Browsers can warn users of unusual/unexpected changes without requiring stuff like certificate pinning. This would help the user in so many more attack scenarios. e.g. in cases where certificate pinning is not practical for certain sites, or for self-signed certificates.
Certificate pinning adds complexity just to protect narrower more specific cases (only for organizations that pin their certificates).
See also:
So guess whose interests were the real priority for those creating the standard?
(Score: 2) by Pino P on Saturday June 23 2018, @03:41PM
I assume the -Report-Only mode of HPKP is like that of Content Security Policy (CSP): a transition mechanism to help sites that did not support the feature debug their preliminary support before committing to support.
(Score: 0) by Anonymous Coward on Thursday June 21 2018, @04:22AM (1 child)
Do they really?
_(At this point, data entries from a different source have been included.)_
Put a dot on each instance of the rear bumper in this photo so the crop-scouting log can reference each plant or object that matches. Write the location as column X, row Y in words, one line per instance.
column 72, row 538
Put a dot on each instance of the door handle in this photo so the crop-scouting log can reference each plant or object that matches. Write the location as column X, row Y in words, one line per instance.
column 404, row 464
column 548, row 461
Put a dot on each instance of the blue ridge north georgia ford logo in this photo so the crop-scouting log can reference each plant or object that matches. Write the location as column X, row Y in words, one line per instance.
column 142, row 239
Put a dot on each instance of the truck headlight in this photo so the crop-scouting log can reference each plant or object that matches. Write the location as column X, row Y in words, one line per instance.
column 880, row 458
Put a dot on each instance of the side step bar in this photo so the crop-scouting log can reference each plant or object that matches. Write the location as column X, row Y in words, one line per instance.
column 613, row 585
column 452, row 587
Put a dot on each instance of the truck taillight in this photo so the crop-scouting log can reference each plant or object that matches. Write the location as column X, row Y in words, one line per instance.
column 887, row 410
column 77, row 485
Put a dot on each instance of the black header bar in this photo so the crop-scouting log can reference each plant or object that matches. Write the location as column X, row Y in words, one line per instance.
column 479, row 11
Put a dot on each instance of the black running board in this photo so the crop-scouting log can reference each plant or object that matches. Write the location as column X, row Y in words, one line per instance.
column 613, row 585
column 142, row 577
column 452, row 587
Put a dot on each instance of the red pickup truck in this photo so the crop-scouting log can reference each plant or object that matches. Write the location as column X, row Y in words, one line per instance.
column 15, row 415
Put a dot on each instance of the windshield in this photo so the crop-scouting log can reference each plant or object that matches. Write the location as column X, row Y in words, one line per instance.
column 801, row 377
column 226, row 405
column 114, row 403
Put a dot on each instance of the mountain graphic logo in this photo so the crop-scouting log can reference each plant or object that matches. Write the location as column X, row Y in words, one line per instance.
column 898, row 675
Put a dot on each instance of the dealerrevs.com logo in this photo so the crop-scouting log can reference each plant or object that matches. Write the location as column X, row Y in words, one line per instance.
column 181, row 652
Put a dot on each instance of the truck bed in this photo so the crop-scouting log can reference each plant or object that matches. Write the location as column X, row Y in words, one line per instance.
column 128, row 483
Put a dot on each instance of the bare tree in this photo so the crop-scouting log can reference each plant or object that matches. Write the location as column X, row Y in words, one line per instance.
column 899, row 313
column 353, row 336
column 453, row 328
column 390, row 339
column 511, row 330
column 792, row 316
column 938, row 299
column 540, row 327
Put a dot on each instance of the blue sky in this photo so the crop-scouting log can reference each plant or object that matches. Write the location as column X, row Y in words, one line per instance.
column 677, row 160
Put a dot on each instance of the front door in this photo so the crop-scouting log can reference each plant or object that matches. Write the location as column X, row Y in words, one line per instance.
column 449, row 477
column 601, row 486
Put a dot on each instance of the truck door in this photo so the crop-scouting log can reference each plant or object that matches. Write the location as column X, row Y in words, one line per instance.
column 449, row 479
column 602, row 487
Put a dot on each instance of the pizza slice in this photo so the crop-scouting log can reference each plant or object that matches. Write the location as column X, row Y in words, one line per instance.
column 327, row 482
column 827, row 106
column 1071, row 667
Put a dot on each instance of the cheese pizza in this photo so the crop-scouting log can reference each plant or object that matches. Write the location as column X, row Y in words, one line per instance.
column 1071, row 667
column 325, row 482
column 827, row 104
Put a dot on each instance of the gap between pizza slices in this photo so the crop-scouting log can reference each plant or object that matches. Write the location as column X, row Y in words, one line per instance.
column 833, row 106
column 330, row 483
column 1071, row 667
Say you have a self-signed cert for yourdomain.com and your browser has been told to accept that. Say a CA signs a cert for yourdomain.com and it's used to MITM your browser and yourdomain.com. Which browser will warn you when that happens?
(Score: 2) by Pino P on Saturday June 23 2018, @05:39PM
Does the browser trust a newly seen certificate just because it's for the same hostname for which the user has added an exception for a different certificate?
A browser behaving "correctly" would reject the certificate. Unfortunately, I have not had a chance to test this behavior in all browsers on all platforms.